On the subject of fan conventions, which become becomes almost part of the job for those actors who find themselves in a genre show with a popular character. How have you found your interactions so far?
"It's been different for me. Supernatural and The Mandalorian have been the two things that I've been in with the biggest fan bases.
"Supernatural was so interesting because Amara was such a dark and brooding character, I don't think I've cracked a smile the whole season. It was actually funny at my first few conventions. I was confused about why people seemed to be sort of apprehensive about approaching me. Then I realised it was because they were worried I was like Amara. It's definitely a relief now the fans know me a little better and that I'm a pretty big goober and I'm very silly, and I'm not anything like Amara in that respect.
"Then the Star Wars fandom, it's just pure joy. I remember when I did my first convention after The Mandalorian came out, it was just a whole other level.
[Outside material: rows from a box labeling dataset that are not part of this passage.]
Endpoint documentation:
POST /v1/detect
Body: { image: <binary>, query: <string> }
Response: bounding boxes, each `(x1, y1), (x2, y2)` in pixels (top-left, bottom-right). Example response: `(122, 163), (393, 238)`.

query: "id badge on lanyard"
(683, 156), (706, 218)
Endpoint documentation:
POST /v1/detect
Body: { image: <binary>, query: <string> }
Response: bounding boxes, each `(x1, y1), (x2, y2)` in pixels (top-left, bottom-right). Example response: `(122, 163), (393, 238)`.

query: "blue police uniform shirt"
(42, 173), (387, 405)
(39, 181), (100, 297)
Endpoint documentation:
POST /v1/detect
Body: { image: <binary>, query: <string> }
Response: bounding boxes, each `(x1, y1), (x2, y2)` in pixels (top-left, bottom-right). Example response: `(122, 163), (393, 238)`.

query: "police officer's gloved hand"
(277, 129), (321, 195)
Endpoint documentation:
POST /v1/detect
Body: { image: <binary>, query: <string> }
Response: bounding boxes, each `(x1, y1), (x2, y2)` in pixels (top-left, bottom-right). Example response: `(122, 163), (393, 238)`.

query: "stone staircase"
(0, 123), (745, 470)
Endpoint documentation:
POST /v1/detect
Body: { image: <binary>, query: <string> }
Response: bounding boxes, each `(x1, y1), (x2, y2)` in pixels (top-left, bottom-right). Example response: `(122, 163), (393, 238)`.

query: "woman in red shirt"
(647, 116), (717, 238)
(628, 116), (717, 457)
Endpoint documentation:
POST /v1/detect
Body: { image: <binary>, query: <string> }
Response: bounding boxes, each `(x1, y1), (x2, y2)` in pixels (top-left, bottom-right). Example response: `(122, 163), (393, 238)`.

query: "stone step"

It was so much fun to get an even wider range of people coming to my table and asking questions and wanting to take pictures.
"For both of those, it just feels like such a community, and I feel like I've been so warmly welcomed into both of them. That's been a huge gift."
And finally, with everything going on in her career, Swallow still has time to invest in the short film projects we love at Exit 6. Some of the more recent projects on her CV include The Games We Play, Health to the King and Forget Me Not.
"What I love about short film is that it's a relatively easy way to get to create with the people that you're dying to create with. The short films that I've worked on have been such rich material that there's been time to prep, which is nice. You almost have to do more prep because you're telling such a narrow portion of the story you have to bring more with you in your imagination about what happened before, and what brought these characters to this place. In 10 or 15 minutes you're communicating everything that needs to be communicated.
"I think as an actor, the more characters I'm getting to work on and the more ways I'm getting challenged, the better I'm going to be for every single role that I approach. I feel like it's a creativity and your imagination workout in the same way as exercise. The more characters you've tried on, different styles you've worked in, and directors you've worked with, the more you have to bring to every project, and the range of work you can do becomes wider."